RAG in Plain English
RAG, short for Retrieval Augmented Generation, is a technique that helps large language models (LLMs) stay grounded in the right context. It’s like giving the model an open-book test: instead of relying only on what it was trained on months ago, the system pulls in relevant, up-to-date material from your own knowledge base. Then it asks the model to generate a response based on that.
Key Ingredients
To understand how RAG works, let’s define a few terms:
- The Prompt: What the user wants: a question answered, a document summarized, an image described.
- All Documents: Your full corpus, including policies, project docs, Slack transcripts, meeting notes, you name it.

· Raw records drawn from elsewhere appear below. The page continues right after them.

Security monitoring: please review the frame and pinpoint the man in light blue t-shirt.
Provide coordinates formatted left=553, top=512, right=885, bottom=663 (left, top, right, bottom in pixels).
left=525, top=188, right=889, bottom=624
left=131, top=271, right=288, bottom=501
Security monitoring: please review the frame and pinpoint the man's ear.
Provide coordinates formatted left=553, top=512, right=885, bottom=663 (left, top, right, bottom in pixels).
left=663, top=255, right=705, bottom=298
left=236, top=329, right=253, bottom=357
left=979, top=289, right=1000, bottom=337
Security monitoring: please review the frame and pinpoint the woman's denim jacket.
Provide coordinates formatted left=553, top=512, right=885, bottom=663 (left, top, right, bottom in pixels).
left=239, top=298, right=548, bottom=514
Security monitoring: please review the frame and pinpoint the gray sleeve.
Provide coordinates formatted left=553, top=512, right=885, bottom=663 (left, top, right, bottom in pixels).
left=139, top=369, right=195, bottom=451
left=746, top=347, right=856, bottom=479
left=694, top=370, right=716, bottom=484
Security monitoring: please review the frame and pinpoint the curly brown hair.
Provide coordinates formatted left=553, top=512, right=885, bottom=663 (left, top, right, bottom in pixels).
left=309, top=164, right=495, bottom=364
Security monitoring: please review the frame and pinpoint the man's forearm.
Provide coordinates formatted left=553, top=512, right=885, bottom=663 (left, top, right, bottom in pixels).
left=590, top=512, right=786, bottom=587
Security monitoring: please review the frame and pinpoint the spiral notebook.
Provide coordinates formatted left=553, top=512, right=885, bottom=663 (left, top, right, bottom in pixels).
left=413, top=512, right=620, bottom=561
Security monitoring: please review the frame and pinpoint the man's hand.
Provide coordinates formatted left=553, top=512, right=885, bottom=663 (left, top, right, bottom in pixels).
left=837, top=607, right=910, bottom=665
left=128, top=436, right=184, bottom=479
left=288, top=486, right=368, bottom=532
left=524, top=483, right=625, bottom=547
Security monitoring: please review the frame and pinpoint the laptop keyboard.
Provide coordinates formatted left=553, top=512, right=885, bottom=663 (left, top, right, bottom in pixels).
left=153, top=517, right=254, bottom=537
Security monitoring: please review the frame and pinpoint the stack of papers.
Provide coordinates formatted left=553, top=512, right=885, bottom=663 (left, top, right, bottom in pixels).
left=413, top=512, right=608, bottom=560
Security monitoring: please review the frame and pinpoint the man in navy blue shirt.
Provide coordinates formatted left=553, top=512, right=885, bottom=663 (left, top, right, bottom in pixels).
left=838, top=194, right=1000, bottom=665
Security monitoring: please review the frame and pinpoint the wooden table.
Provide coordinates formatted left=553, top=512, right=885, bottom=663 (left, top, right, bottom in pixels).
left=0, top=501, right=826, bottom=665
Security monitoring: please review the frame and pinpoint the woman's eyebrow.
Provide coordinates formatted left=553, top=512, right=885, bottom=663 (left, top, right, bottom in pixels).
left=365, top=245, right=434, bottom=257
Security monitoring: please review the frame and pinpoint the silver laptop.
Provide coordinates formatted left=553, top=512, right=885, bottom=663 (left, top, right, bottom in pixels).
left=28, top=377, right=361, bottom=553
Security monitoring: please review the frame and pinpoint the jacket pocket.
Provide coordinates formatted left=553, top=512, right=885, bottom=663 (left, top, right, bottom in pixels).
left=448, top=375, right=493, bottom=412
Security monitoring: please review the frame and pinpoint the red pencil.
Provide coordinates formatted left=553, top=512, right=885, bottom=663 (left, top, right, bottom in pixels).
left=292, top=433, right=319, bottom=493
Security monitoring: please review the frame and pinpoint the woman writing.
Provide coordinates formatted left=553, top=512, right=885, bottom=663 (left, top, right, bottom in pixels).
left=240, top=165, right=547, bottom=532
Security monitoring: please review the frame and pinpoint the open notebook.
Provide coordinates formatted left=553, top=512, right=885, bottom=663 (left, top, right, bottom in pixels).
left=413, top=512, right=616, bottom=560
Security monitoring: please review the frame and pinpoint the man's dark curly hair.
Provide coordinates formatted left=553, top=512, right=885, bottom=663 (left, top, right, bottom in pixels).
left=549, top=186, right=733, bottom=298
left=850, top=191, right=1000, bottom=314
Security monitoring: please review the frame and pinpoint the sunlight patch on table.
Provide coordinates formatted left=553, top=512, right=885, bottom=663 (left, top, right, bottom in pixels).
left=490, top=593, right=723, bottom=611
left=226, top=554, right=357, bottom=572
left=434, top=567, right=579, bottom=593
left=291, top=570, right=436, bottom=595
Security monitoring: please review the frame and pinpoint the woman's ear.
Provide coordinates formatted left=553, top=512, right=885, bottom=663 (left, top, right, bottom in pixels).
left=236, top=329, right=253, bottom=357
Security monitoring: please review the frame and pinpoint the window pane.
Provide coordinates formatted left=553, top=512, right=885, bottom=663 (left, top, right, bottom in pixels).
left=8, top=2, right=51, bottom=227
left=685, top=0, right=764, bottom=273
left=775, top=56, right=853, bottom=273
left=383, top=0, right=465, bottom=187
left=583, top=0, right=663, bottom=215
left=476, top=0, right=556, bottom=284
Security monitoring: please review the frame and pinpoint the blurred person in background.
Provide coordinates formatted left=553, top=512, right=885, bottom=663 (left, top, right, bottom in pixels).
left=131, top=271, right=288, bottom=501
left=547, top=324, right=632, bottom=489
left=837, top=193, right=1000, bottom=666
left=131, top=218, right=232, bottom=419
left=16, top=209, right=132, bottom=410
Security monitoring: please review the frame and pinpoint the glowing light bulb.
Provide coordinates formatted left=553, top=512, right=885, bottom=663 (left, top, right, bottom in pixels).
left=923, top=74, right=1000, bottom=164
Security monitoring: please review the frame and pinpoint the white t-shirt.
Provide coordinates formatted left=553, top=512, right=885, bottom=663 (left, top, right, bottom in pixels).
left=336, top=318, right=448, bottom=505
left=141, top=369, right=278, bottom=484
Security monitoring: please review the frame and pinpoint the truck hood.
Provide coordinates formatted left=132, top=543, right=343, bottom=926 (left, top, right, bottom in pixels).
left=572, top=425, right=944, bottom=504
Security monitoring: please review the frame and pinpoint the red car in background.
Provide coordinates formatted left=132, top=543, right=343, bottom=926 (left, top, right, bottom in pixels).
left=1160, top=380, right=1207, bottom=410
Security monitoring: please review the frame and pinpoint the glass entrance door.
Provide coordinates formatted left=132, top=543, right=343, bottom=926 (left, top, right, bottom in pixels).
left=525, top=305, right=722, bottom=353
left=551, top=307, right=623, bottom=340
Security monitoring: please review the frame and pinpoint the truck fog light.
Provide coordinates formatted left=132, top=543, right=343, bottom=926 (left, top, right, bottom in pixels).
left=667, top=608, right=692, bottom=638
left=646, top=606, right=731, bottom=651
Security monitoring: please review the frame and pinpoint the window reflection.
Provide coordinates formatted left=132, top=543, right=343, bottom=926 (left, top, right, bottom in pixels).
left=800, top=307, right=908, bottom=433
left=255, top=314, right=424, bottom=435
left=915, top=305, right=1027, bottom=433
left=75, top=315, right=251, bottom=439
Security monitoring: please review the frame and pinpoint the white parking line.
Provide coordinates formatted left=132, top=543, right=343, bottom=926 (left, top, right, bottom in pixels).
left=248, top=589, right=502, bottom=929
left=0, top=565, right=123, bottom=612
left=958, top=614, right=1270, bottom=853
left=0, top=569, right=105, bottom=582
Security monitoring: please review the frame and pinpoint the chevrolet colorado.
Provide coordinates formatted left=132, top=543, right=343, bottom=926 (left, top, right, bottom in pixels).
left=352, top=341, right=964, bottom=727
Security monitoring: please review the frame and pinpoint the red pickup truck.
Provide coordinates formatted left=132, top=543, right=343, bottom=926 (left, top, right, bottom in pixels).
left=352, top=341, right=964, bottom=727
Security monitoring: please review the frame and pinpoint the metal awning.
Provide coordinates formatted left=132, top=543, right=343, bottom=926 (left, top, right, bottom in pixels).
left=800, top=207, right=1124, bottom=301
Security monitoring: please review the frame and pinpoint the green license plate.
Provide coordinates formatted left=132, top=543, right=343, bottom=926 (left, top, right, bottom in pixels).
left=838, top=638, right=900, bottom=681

- Relevant Documents: A filtered subset that actually applies to the prompt at hand.
- The LLM: The AI engine doing the generation, taking both prompt and context as input.
- The Response: The model’s response to the user’s prompt given the critical context provided by the documents in the corpus.
The General Flow
Here’s the basic lifecycle of a RAG interaction:
- A user makes a request (“What’s our PTO policy?” or “Summarize last quarter’s compliance changes.”)
- The system searches the document corpus for relevant context.
- It packages the query and those documents into a prompt for the LLM.
- The LLM generates a response.
- The system returns that response to the user.
Simple on paper. But like most systems, the devil is in the details.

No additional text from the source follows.